例子:FuzzySearch.extractAll(“goolge”, [“google”, “bing”, “facebook”, “linkedin”, “twitter”, “googleplus”, “bingnews”, “plexoogl”]);
[(string: google, score: 83, index: 0), (string: bing, score: 20, index: 1), (string: facebook, score: 29, index: 2), (string: linkedin, score: 29, index: 3), (string: twitter, score: 15, index: 4), (string: googleplus, score: 63, index: 5), (string: bingnews, score: 29, index: 6), (string: plexoogl, score: 43, index: 7)]



[4] FuzzySearch.extractAll(String s, String[] list, int score)
计算list中所有String的匹配度,并列出score以上的

例子:FuzzySearch.extractAll(“goolge”, [“google”, “bing”, “facebook”, “linkedin”, “twitter”, “googleplus”, “bingnews”, “plexoogl”], 40)
[(string: google, score: 83, index: 0), (string: googleplus, score: 63, index: 5), (string: plexoogl, score: 43, index: 7)]

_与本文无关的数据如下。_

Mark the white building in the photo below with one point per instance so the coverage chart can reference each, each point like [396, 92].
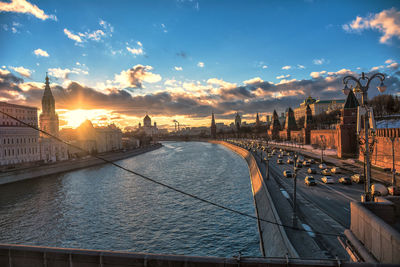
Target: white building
[51, 150]
[18, 143]
[147, 127]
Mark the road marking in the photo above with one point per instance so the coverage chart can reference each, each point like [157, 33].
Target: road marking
[284, 193]
[308, 229]
[340, 193]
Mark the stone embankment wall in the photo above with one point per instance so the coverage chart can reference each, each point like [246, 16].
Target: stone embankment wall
[70, 165]
[273, 238]
[382, 155]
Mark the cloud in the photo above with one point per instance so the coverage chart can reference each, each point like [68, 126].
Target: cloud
[319, 61]
[135, 76]
[22, 71]
[23, 6]
[283, 76]
[135, 51]
[64, 73]
[72, 36]
[41, 53]
[387, 22]
[253, 81]
[96, 35]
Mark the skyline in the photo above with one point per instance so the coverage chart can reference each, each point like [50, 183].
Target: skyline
[186, 59]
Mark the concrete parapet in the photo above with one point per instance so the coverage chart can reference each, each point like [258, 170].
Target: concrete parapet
[274, 241]
[377, 236]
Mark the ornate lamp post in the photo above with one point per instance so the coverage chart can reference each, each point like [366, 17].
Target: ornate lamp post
[364, 90]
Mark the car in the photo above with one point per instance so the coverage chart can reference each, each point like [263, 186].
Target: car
[309, 180]
[357, 178]
[344, 180]
[326, 172]
[327, 180]
[288, 174]
[322, 166]
[312, 171]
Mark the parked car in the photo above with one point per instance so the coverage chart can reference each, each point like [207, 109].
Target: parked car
[379, 190]
[357, 178]
[288, 174]
[326, 172]
[327, 180]
[322, 166]
[309, 180]
[312, 171]
[344, 180]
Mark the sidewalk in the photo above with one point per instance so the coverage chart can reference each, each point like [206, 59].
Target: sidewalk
[350, 165]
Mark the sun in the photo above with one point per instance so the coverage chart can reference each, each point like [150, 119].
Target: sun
[76, 117]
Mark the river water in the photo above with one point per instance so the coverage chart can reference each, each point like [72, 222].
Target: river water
[104, 207]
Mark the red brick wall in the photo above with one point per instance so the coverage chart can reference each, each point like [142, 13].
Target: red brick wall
[297, 136]
[382, 155]
[331, 138]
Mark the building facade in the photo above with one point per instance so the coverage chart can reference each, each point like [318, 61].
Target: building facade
[318, 106]
[51, 150]
[19, 143]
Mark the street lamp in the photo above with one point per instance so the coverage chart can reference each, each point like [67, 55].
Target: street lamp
[364, 89]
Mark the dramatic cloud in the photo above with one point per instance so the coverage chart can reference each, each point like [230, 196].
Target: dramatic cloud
[23, 6]
[135, 51]
[194, 99]
[283, 76]
[22, 71]
[40, 53]
[96, 35]
[319, 61]
[72, 36]
[64, 73]
[134, 77]
[387, 22]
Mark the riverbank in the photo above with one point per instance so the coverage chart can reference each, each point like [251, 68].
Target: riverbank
[270, 233]
[69, 165]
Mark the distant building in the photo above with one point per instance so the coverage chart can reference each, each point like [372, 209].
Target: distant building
[147, 127]
[93, 139]
[51, 150]
[318, 106]
[238, 121]
[18, 143]
[213, 129]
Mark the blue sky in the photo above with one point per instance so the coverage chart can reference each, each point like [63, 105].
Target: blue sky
[193, 42]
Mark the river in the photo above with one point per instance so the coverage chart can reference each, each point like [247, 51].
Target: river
[104, 207]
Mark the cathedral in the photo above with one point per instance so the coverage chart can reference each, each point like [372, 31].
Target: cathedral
[51, 150]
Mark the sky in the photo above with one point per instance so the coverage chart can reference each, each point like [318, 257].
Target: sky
[116, 61]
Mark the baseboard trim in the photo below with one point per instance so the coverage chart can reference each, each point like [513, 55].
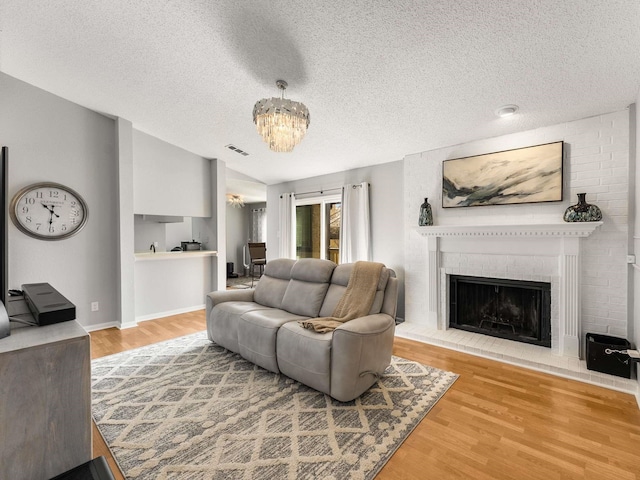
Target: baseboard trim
[100, 326]
[169, 313]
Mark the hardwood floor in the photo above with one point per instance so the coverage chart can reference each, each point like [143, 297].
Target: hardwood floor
[497, 421]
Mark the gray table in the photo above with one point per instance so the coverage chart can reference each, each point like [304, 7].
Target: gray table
[45, 399]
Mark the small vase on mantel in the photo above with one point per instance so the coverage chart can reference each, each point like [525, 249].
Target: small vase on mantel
[426, 215]
[582, 211]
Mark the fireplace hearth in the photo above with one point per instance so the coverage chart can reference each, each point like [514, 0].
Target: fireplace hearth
[513, 309]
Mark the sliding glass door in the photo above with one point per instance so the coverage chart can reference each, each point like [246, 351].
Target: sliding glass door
[318, 228]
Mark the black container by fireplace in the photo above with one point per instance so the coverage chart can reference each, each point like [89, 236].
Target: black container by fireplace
[613, 363]
[513, 309]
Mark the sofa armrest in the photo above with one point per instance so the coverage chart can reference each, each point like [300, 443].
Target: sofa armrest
[360, 352]
[368, 325]
[221, 296]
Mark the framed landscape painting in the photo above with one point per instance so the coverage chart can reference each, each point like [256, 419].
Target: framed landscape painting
[524, 175]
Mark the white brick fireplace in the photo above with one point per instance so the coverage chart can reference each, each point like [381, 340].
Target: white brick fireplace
[588, 271]
[536, 252]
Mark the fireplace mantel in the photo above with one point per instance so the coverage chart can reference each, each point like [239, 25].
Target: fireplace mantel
[561, 240]
[559, 229]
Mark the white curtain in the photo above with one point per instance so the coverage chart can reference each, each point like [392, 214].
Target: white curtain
[287, 212]
[259, 225]
[355, 226]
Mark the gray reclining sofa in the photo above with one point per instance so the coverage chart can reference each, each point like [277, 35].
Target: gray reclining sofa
[261, 325]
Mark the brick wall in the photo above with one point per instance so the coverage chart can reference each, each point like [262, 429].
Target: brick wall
[596, 162]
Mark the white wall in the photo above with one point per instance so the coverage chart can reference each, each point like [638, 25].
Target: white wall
[168, 180]
[596, 162]
[386, 199]
[636, 235]
[171, 286]
[51, 139]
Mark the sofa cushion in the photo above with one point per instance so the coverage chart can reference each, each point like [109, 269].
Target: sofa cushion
[308, 286]
[257, 332]
[274, 282]
[224, 329]
[339, 282]
[305, 355]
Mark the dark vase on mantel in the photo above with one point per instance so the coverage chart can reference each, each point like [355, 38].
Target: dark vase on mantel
[426, 215]
[582, 211]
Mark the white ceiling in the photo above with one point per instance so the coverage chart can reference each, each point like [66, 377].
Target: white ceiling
[382, 79]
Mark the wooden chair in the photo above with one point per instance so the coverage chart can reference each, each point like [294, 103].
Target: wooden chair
[258, 254]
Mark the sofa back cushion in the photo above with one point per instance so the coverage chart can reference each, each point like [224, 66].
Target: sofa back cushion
[274, 282]
[308, 286]
[339, 282]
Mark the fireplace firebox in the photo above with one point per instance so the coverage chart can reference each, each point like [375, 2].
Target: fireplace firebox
[514, 309]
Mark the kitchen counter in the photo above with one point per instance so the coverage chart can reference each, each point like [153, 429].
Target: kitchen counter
[147, 256]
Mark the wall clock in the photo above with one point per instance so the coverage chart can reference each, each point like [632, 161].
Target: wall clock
[48, 211]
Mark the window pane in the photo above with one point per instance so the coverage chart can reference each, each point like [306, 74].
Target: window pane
[333, 231]
[308, 231]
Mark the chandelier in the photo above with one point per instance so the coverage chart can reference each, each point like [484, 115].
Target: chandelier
[235, 200]
[282, 123]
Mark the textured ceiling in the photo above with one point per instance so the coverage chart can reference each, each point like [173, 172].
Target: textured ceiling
[382, 79]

[5] FuzzySearch.extractSorted(String s, String[] list)
计算list中所有String的匹配度,并按顺序排列

例子:FuzzySearch.extractSorted(“goolge”, [“google”, “bing”, “facebook”, “linkedin”, “twitter”, “googleplus”, “bingnews”, “plexoogl”]);
[(string: google, score: 83, index: 0), (string: googleplus, score: 63, index: 5), (string: plexoogl, score: 43, index: 7), (string: facebook, score: 29, index: 2), (string: linkedin, score: 29, index: 3), (string: bingnews, score: 29, index: 6), (string: bing, score: 20, index: 1), (string: twitter, score: 15, index: 4)]



[6] FuzzySearch.extractSorted(String s, String[] list, int score)
计算list中所有String的匹配度,并列出score以上的,按顺序排列

例子:FuzzySearch.extractSorted(“goolge”, [“google”, “bing”, “facebook”, “linkedin”, “twitter”, “googleplus”, “bingnews”, “plexoogl”], 3);
[(string: google, score: 83, index: 0), (string: googleplus, score: 63, index: 5), (string: plexoogl, score: 43, index: 7)]

参考资料

https://blog.csdn.net/sunyao_123/article/details/76942809